Caramel Machioto. Cappucino. Vanilla Latte. Caffe Latte...

"Heeeeh!'' Bimo menggeram bingung sendiri sambil menjambaki rambutnya. "Ahaaaaay..." tiba-tiba terlintas sebuah ide di benaknya. Sebentar Bimo menata gelas-gelas minuman itu melingkar dan kemudian mulai...

Tong gembor pikulan banyu tombor

Ono kodok nyemplung tumbu

Tumbor owor-owor... Jeglung


Caffe Latte. Jeglung pertama jatuh pada Coffe Latte. Sambil clegukan tidak sabar, Bimo langsung mengangkat gelas keramik berisi Caffe Latte. Centi demi centi gelas itu mulai mendekat dan semakin dekat dan...

oOo


Blugh...!

"Guasyu!" Bimo melonjak kaget sambil langsung memasang kuda-kuda. "Ciat... Ciaaaat!" Jurus kunyuk melempar buah di siagakan, siap menyasar siapa saja yang menjadi lawannya.

Blugh...!

Belum sempurna kuda-kuda itu, hantaman telak sekali lagi menyasar wajahnya. "Egh..." Tanpa sempat menghindar, Bimo langsung terjengkang terkapar, dan kemudian gelap.

"Hahahaha..." Dalam gelap sementara, terdengar kekeh tawa renyah riang gembira. Suara itu, siapa lagi kalau bukan suara tawa Arimbi. Bimo mengejap-ngejapkan mata berusaha mengusir gelap pandangannya. "Oh sial... Caffe Latte ternyata hanya mimpi."

"Apaan sih?!" Begitu pandangannya pulih, Bimo langsung meraih guling dan siap membalas.

"Budheeeee..." Belum sempat Bimo menghantamkan guling itu, Arimbi sudah keburu kabur. "Budheeeee... Bimo nakal..." Arimbi kabur ke dapur, menyelamatkan diri di belakang Bu Sriati.

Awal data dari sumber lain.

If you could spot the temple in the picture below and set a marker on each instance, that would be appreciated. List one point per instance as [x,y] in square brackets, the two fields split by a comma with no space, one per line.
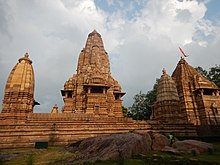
[19,89]
[93,103]
[167,105]
[92,90]
[199,97]
[189,97]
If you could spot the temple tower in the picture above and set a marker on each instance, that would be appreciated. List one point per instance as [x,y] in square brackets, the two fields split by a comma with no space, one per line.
[92,90]
[198,96]
[19,89]
[167,106]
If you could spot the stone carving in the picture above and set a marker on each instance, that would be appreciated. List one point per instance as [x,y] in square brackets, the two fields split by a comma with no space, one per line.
[55,109]
[19,89]
[197,95]
[167,106]
[92,90]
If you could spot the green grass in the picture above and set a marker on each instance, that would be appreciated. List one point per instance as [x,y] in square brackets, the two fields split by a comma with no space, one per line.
[38,156]
[58,155]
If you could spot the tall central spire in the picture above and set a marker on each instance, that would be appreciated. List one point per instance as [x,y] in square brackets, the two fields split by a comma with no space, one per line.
[92,89]
[93,58]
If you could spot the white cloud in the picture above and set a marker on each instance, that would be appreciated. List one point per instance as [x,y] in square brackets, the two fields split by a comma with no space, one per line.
[54,32]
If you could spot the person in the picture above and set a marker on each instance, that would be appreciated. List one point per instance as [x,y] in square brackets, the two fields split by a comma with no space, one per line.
[171,138]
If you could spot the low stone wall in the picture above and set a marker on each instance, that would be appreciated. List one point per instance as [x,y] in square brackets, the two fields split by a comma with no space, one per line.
[62,129]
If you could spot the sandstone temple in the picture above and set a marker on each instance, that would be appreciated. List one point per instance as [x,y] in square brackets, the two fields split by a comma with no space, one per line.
[93,100]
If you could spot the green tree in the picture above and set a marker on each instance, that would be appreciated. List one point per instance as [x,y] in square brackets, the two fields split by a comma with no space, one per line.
[141,108]
[213,74]
[202,71]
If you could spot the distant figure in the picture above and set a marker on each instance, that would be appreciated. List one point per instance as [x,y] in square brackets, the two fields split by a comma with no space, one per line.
[171,138]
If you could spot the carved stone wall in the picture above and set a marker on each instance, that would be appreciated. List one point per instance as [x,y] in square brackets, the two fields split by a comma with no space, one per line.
[19,89]
[92,90]
[198,96]
[167,106]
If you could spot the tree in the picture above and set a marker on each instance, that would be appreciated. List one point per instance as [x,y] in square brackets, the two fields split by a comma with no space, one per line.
[213,74]
[203,72]
[141,108]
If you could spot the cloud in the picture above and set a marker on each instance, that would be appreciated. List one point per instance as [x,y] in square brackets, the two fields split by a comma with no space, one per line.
[140,40]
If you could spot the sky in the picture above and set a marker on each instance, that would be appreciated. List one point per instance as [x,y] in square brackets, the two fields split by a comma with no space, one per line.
[141,37]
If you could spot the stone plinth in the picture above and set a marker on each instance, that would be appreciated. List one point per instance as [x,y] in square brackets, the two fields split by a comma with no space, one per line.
[92,90]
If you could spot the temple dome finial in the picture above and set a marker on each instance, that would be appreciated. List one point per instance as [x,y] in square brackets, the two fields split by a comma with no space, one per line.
[26,55]
[164,71]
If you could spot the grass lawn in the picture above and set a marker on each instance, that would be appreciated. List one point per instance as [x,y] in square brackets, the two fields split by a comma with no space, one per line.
[58,155]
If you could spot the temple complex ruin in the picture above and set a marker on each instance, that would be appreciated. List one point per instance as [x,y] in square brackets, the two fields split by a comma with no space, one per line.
[92,90]
[189,97]
[93,104]
[199,97]
[19,89]
[167,105]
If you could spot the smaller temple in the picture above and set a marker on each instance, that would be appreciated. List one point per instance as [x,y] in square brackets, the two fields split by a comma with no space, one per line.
[55,109]
[199,97]
[19,89]
[167,106]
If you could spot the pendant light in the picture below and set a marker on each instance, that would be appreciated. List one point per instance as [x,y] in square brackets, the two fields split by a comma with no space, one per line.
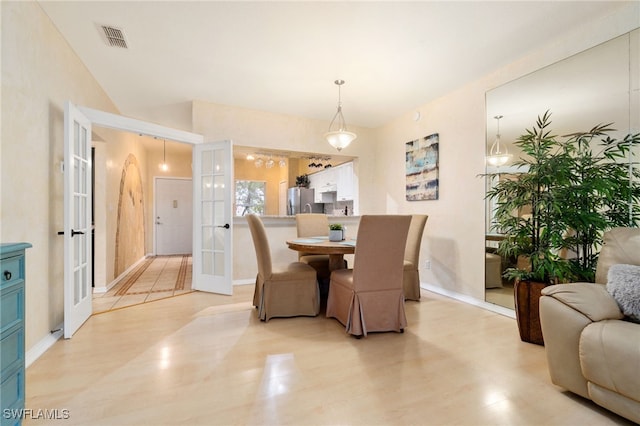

Cieeet. Posisi Arimbi yang ngumpet di belakang punggung Bu Sriati memaksa Bimo harus berhenti. "Apa apaan sih kalian?" Ujar Bu Sriati bingung dengan tingah dua bocah itu. Badan mereka saja yang besar, tapi tingkah mereka masih seperti bocah.

"Ari..."

Belum selesai Bimo beralasan. "Bimo tu Budhe. Nakal..." Arimbi sudah mendului mengadu.

"Bimo!" Bu Sriati melotot menyentak Bimo. Posisi Bimo yang membawa sambil mengacungkan guling membuat posisinya seketika terdakwa. Bukti lebih nyata dari alasan sebenarnya.

"Arim tu Buk..." Bimo berusaha membela diri.

"Haish... udah." Selalu dan selalu begitu. Bu Sriati selalu lebih memilih membela Arimbi dari pada dia, anak kandungnya sendiri. Tragis! Dari balik punggung Bu Sriati, Arimbi malah melet meledek.

"Aaah!" Bimo menggeram frustasi sambil berbalik kembali ke kamarnya. "Arimbi terus... Arimbi terus..." Runtuknya kesal.

"Cepet mandi, jogging kita." Teriak Arimbi dari balik punggung Bu Sriati.

"Ogiah!"

"Budheee..." Dan lagi-lagi jurus rajukan maut itu keluar. Wajahnya di bikin melas seimut-imutnya.

"Bimooo!"

"Iya Buk... Iya." Dengan gontai Bimo kembali masuk ke kamarnya. Sumpah serapah terafal dalam hati Bimo. "Sumpah demi pabrik Yamaha di Jepang sana. Dasar Arimbi Buto!" Bahkan dalam mimpi-pun Arimbi tetap menjadi Buto.

oOo


Setelah menghancurkan mimpi indah tentang Cappucino dan saudara-saudaranya, tanpa merasa berdosa sedikitpun, Arimbi sukses menyeret Bimo ke stadion, menemaninya jogging.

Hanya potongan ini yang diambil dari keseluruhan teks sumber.